Frankfurt – Rücksichtslos, unangenehm laut und generell eher verschlossen: Die Frankfurterinnen und Frankfurter genießen deutschlandweit verhaltenstechnisch scheinbar einige Vorurteile. Das ergibt zumindest eine Umfrage, die die Sprachlernplattform Preply bei dem Meinungsforschungsinstitut Censuswide in Auftrag gegeben hat. Dabei wurden 1500 Großstadtbewohner zum Verhalten ihrer Mitmenschen befragt. Und hinter Essen und Dresden kommt die fünftgrößte Stadt Deutschlands als drittschlechteste weg.
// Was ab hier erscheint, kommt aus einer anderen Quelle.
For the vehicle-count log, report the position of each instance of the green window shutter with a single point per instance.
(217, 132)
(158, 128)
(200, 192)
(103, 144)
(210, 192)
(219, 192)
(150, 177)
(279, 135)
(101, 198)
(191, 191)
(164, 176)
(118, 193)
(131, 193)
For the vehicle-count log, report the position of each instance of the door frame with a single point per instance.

Bemerkenswert: Dass Frankfurt bei Umfragen zum Thema Unfreundlichkeit relativ häufig hervorgehoben wird, kommt immer wieder vor. Auch in einem Ranking des US-Reisemagazins Travel+Leisure landete die Stadt am Main vor einigen Jahren als einzige deutsche Stadt unter den 30 Städten mit eher zweifelhafter Reputation auf Platz 17. Aber ist Frankfurt wirklich so schlecht wie sein Ruf? Oder haben Teilnehmende aus Offenbach einfach die Ergebnisse verfälscht oder das Umfrageinstitut instinktiv nur Menschen befragt, die in den Apfelweinwirtschaften der Stadt regelmäßig Süßgespritzten bestellen?
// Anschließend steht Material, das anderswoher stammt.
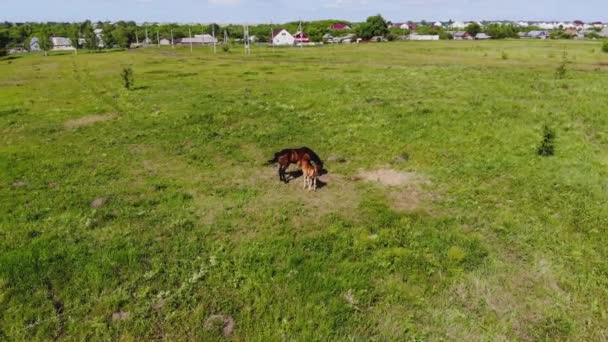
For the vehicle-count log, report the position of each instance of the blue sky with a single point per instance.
(258, 11)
In Frankfurt wurden im August an 17 Tagen mehr als 30 Grad Celsius gemessen.
Frankfurt ist laut einer Umfrage eine der unhöflichsten Städte in Deutschland. © Hannes P. Albert/dpa

Frankfurt im Städteranking: So schneidet die Stadt am Main in Sachen Höflichkeit ab

Befragt wurden Teilnehmende aus 19 deutschen Großstädten von B wie Bochum bis S wie Stuttgart, zwischen Hamburg im Norden und München im Süden zu verschiedenen Verhaltensweisen ihrer Mitmenschen. Wird in der Stadt viel aufs Smartphone gestarrt, statt anderen Menschen auch mal ein Lächeln zu schenken? Verhält man sich anderen gegenüber rücksichtslos oder rückt beim Autofahren Fußgängern auf die Pelle? Gibt man genug Trinkgeld oder pampt stattdessen im Restaurant lautstark das Servicepersonal an? In vielen dieser Fragen schnitt Frankfurt auf einer Skala von 1 (selten) bis 10 (häufig) deutlich schlechter ab als der Landesdurchschnitt und landete deshalb recht weit hinten.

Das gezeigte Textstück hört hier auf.